5.1. Organoid-Based High-Throughput Drug Screening

To become clinically and pharmaceutically relevant, organoid platforms must be scalable, standardized, and compatible with high-throughput screening (HTS) [101]. In order to achieve this goal, organoid platforms have been combined with automated robotics and microfluidic systems. However, to improve scalability and reproducibility, automated liquid-handling systems help standardize serial drug dilutions, improve seeding densities, and enhance viability assays, thereby reducing operator-dependent variation [102]. Moreover, culture strategies, such as the “mini-ring” approach, in which cells are seeded around the periphery of a well, leaving an inner area for exchange, enable automated media exchange without manual organoid dissociation or transfer. This setup dramatically reduces turnaround time, enabling actionable drug-response data to be available within 1 week of surgical specimen collection [103]. Furthermore, organoid-on-chip systems in microfluidic devices enable accurate control of both spatial and temporal aspects of drug treatments, including combined treatments and adaptive-dosing schedules [104]. Real-time kinetic analysis identifies treatment schedules that outperform conventional constant-dose monotherapies. These HTS platforms preserve the natural cellular heterogeneity of organoids while letting systematic comparison across multiple patient-derived lines, thereby improving not only biological fidelity but also clinical utility [50].

5.2. Predicting Patient-Specific Drug Response

PDOs have high accuracy, sensitivity, and specificity for predicting therapeutic responses [105]. Translational work in metastatic colorectal and gastrointestinal tumors has shown that cell line-based testing with PDOs may achieve positive predictive values ranging from 88 to 100% and negative predictive values of up to 100%, reflecting treatment responses in patients [106]. In advanced colorectal cancer, organoid-based chemotherapy response signatures (also called “chemograms”) were reported to have similar levels of sensitivity and specificity (~75%) and to represent a direct functional decision-support tool in addition to molecular characterization [59]. In contrast to classical preclinical models (2D cell cultures, animal xenotransplantation), PDOs exhibit greater structural conservation and reduced interspecies heterogeneity in predictive drug responses compared with individual patients [107].

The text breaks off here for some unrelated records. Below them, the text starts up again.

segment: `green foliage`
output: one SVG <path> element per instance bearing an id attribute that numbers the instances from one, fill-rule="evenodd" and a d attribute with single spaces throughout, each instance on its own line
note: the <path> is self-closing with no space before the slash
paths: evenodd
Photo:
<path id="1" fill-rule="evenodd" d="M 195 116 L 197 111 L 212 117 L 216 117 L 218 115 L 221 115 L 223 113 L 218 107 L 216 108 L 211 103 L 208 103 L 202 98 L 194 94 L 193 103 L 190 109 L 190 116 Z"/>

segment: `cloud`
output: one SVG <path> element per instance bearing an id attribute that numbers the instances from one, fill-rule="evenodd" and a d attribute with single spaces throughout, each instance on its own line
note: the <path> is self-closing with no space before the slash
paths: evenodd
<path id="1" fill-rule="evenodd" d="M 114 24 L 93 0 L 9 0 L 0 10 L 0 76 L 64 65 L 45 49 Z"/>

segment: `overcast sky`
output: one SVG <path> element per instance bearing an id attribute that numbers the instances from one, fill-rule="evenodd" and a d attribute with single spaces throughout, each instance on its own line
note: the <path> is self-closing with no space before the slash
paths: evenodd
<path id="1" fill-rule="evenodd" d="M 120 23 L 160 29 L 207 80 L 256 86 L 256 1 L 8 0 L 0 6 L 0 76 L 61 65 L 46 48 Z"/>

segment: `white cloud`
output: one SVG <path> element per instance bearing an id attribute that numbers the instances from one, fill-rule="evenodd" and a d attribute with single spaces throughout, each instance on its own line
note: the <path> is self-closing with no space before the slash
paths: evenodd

5.3. Biomarker Identification and Molecular Profiling

Organoid systems have emerged as a valuable assay for biomarker screening and validation [108]. Integrating Pan-omics technologies, such as transcriptomics, quantitative proteomics, genomics, epigenomics, metabolomics, and translatomics, and single-cell sequencing enables comprehensive, high-dimensional mapping of tumor molecular landscapes [109]. Particularly, genomic analyses, such as whole-genome and whole-exome sequencing, enable the identification of driver mutations and structural variants, while epigenomic profiling, including DNA methylation and chromatin accessibility analyses, reveals regulatory mechanisms controlling tumor cell identity and plasticity [110,111,112]. Metabolomic approaches further characterize metabolic reprogramming within tumor organoids, providing insights into altered nutrient utilization and metabolic vulnerabilities associated with cancer progression [113]. In addition, translatomic profiling, such as ribosome-profiling-based approaches, enables the investigation of actively translated mRNAs and post-transcriptional regulation that influence tumor behavior and therapeutic response [114]. Notably, Proteomics-based methods, such as Sequential Window Acquisition of All Theoretical Fragment Ion Mass Spectra (SWATH-MS), have detected reliable protein biomarkers of therapeutic response that better capture functional cellular states compared to RNA signatures, primarily due to post-transcriptional regulatory mechanisms [115]. Additionally, Comparative transcriptomic profiling of healthy versus malignant liver organoids has further identified prognostic indicators linked to unfavorable outcomes in hepatocellular carcinoma [116]. Recent advances in single-cell transcriptomics and integrated single-cell multi-omics approaches further enable the resolution of cellular heterogeneity and lineage dynamics within organoid systems [117]. Such comprehensive datasets now contribute to global efforts such as the Human Cell Atlas (HCA) Organoid Project, which aims to create standardized references for human organoid diversity with direct translational relevance.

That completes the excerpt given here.